En édition comme en écriture, découper un roman en plusieurs tomes est souvent un sacré casse-tête.
En édition, c'est plutôt simple : il n'y a qu'une seule règle à suivre.
Mais en tant qu'auteur, surtout si on ne l'a jamais fait, 1) on ne connaît pas forcément cette règle, et 2) souvent, on manque de recul sur notre histoire pour savoir où la découper. Et où il ne faut pas !
Mais (vous en avez de la chance) je suis autrice et éditrice... Et au début, je n'en menais pas large.
Mon premier roman, Le Sang des pirates, était censé paraître en 1 seul et unique tome. Je l'ai écrit sans songer au découpage car pour moi, il était évident que ce n'était qu'un seul et même récit qui n'avait pas vocation à être scindé.
Maaais quand j'ai entamé la phase de correction, puis les réécritures successives, et que la publication se profilait, j'ai déchanté...
Le roman était trop gros, c'était évident.
Et malgré mes efforts, je ne pouvais trancher dans le texte pour le réduire sans le dénaturer complètement.
L'histoire des pirates, la vraie, ne pouvait pas être racontée en deux fois moins de signes.
Pour vous donner un exemple concret, le roman total faisait 1 million de signes et 200 000 mots (arrondi). Dans un ordre d'idée, en édition, on considère qu'un texte est un roman à partir de 50 000 mots. J'avais donc l'équivalent de deux gros pavés, censés ne constituer qu'un seul et même roman.
Une discussion avec mon imprimeur m'a vite fait comprendre que c'était impossible de le publier d'un seul tenant : le roman au format broché (couverture souple) n'aurait pas bien tenu dans le temps, le texte aurait été ridiculement petit, les pages très fines... Or, il est hors de question de sacrifier la qualité de l'objet et le confort de lecture pour des questions pratiques... Mais j'étais bien embêtée. Pour tout vous dire, j'étais même démoralisée.
Nom de Zeus c'est affreux, le roman se vendra moins bien. Ce sera bizarre, les lecteurs vont le sentir. Et puis ça fait deux fois plus de boulot !
Mais il fallait bien que le roman soit publié dans les délais.
Or, une tomaison (non, ça n'est pas un fromage) ce n'est pas un découpage artificiel, mais un vrai choix d'identité du récit.
Le fait que le roman soit trop long n'est pas un critère suffisant : il y a un risque, comme je le craignais justement, que ce découpage arbitraire bousille le récit, le rythme, l'unité du roman.

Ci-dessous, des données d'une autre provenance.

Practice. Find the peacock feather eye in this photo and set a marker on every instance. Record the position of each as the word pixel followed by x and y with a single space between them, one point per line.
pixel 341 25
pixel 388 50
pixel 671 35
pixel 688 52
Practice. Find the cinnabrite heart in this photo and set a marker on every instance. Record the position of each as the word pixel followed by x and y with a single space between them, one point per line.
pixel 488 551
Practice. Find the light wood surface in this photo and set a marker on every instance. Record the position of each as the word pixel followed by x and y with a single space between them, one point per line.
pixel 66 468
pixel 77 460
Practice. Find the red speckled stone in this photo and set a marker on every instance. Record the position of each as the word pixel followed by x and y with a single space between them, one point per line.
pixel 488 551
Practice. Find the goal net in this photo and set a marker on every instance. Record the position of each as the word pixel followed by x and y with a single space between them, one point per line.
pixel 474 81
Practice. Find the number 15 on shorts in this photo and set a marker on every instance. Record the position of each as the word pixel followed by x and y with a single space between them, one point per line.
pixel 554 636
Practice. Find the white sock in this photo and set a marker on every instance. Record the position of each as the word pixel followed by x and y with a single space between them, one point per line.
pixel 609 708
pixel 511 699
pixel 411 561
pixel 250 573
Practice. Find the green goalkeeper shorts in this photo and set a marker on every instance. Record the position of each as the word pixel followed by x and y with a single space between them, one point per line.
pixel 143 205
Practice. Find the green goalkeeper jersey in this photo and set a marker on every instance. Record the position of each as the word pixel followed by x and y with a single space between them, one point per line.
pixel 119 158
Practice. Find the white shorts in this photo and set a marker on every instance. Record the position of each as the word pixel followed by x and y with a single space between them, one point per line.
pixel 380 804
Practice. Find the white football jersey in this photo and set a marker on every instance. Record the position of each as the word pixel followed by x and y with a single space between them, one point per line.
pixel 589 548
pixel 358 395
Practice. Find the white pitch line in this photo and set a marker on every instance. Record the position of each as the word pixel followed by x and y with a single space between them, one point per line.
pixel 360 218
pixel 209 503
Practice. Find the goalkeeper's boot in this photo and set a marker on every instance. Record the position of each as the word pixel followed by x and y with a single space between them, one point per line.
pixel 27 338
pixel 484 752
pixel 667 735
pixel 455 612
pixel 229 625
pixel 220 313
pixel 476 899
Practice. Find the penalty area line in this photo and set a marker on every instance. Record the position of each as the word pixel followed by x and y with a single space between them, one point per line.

Alors, où couper ? La seule règle, c'est celle de l'identité. L'identité d'un tome peut se définir d'après plusieurs critères. En édition, on en voit généralement 4 :
1) une tomaison de personnages, où chaque tome est une étape de la transformation du protagoniste ;
2) une tomaison d'intrigue, avec un arc narratif terminé à la fin de chaque tome (et un nouveau commencé dans le suivant) ;
3) une tomaison d'univers, où chaque tome prend place dans un décor différent (ce qu'on appelle en dramaturgie l'arène du récit)
4) plus rarement, une tomaison de style, dans laquelle chaque tome a une ambiance différente, un ton précis.
Dans l'idéal, il faudrait que ces 4 points basculent au même moment d'un récit.
Dans le cas du Sang des pirates, il y a clairement deux ambiances dans le récit. Le décor change aussi drastiquement, on ne se promène plus dans les mêmes environnements.
Vous avez sûrement remarqué que, dans mon choix, je suis partie du récit. Je ne me suis pas dit "où est-ce que je peux couper pour faire moins gros" mais "où est-ce que l'histoire me permet de diviser ?".
De même, si vous ne savez pas où couper, fiez-vous à votre texte. Il y a forcément un point de bascule à un moment, et ça n'est pas grave si un des tomes est plus gros que l'autre (même si pour des raisons purement commerciales selon moi, il est préférable que votre tome 2 soit plus gros que le tome 1 plutôt que l'inverse).
J'ai aussi fait en sorte que cette identité propre à chaque tome se retrouve dans la couverture du roman : le tome 1 est la plongée d'Anne dans un monde nouveau pour elle, cette femme au regard bleu qui rêve de partir sur l'un de ces navires... et le tome 2 reflète l'ambiance bien plus sombre et torturée qui règne dans le récit.